After the war he returned to France and set up a company with his brothers Céleste and Bonfils called Ponticelli Frères. In 1939 he received French citizenship. He worked with the Resistance during the Nazi occupation. After World War 2 Ponticelli Frères, sometimes known as 'Pontic', thrived, producing vats, hoppers and storage silos for the sugar industry. Today the company is a French industrial giant, specialising in pipework for oil refineries and chemical plant.
THE CEREMONY took place in Les Invalides, the Paris military hospital founded by Louis XIV and now the spiritual centre of the French army. The ashes of Napoleon are buried here, together with Maréchal Foch, France's outstanding First World War leader, and, curiously, Rouget de l'Isle, composer of La Marseillaise. Military honours were provided by a detachment of Lazare Ponticelli's old regiment, the Foreign Legion, very impressive with their slow march, their full beards and their extraordinarily ability to stand motionless, like the British Brigade of Guards, for long periods. President Sarkozy was there, with former president Jacques Chirac, whose idea this had been. It was all very impressive and moving, and one of the most memorable moments among much grander orations came when a 13-year-old with no Ponticelli family connections recited an acrostic he and his classmates had composed. (I quote it as far I can remember it. It mightn't be 100% accurate.)
P - les Poilus, dont vous étiez le dernier des derniers
(Poilus - i.e. French equivalent of Tommies - of whom you were the very last)
O - les Obstacles que vous avez surmontés
(Obstacles that you overcame)
N - la Nation que vous avez servie
(The Nation that you served)
T - la Tranchée, où se sont déroulées les batailles
(The Trenches, where the battles took place)
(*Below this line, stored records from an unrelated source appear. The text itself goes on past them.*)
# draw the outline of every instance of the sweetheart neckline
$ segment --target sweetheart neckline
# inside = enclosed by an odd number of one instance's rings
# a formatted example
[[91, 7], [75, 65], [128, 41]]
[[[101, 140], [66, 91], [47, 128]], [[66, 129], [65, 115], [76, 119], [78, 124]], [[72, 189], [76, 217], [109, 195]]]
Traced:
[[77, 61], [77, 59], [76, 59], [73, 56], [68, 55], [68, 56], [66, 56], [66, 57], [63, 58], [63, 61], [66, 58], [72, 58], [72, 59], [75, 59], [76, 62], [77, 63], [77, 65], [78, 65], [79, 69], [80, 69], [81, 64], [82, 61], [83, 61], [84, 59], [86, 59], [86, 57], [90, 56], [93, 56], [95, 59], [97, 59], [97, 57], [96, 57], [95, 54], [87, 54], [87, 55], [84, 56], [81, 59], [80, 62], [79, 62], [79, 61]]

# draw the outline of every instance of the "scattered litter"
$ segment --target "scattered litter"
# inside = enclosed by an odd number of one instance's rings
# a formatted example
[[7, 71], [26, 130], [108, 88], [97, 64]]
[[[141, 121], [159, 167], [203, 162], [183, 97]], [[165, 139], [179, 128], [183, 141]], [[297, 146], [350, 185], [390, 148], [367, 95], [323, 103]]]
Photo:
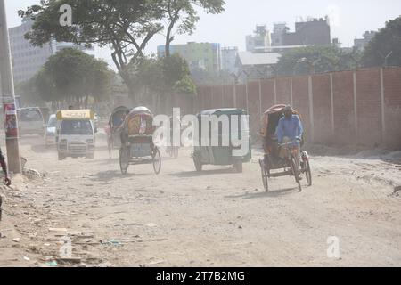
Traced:
[[147, 264], [146, 265], [161, 265], [164, 263], [165, 263], [164, 260], [156, 260], [156, 261], [152, 261], [152, 262]]
[[58, 264], [57, 264], [57, 261], [52, 261], [52, 262], [46, 263], [46, 265], [49, 267], [56, 267], [58, 265]]
[[57, 258], [56, 262], [58, 262], [61, 265], [65, 265], [65, 264], [78, 265], [81, 263], [81, 258], [79, 258], [79, 257]]
[[102, 240], [102, 244], [106, 246], [112, 246], [112, 247], [122, 247], [123, 244], [119, 240]]
[[66, 228], [50, 228], [49, 232], [67, 232]]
I - l'Italie, votre pays natal
(Italy, the land of your birth)
C - le Courage, que vous avez montré
(The Courage that you showed)
E - l'Ennemi, que vous avez refoulé
(The Enemy that you threw back)
L et L - la Liberté, que vous avez défendue
(Liberty, that you defended)
I - l'Inspiration, que vous nous avez donnée
(The Inspiration that you gave us.)
* * *THIS IS the 100th Campbell's Diary entry since I started writing in January, 2000. Maybe Lazare Ponticelli's state funeral, however impressive and symbolic of page turning, is a bit sombre to mark the occasion, so I'll move on to something more joyful. After weeks, months, even, of gathering papers, not without the usual wailing and gnashing of teeth that characterises French paper chases, Josephine and I have at last put our complete dossiers together and at the end of the month we're getting married here in the village. Full report next month.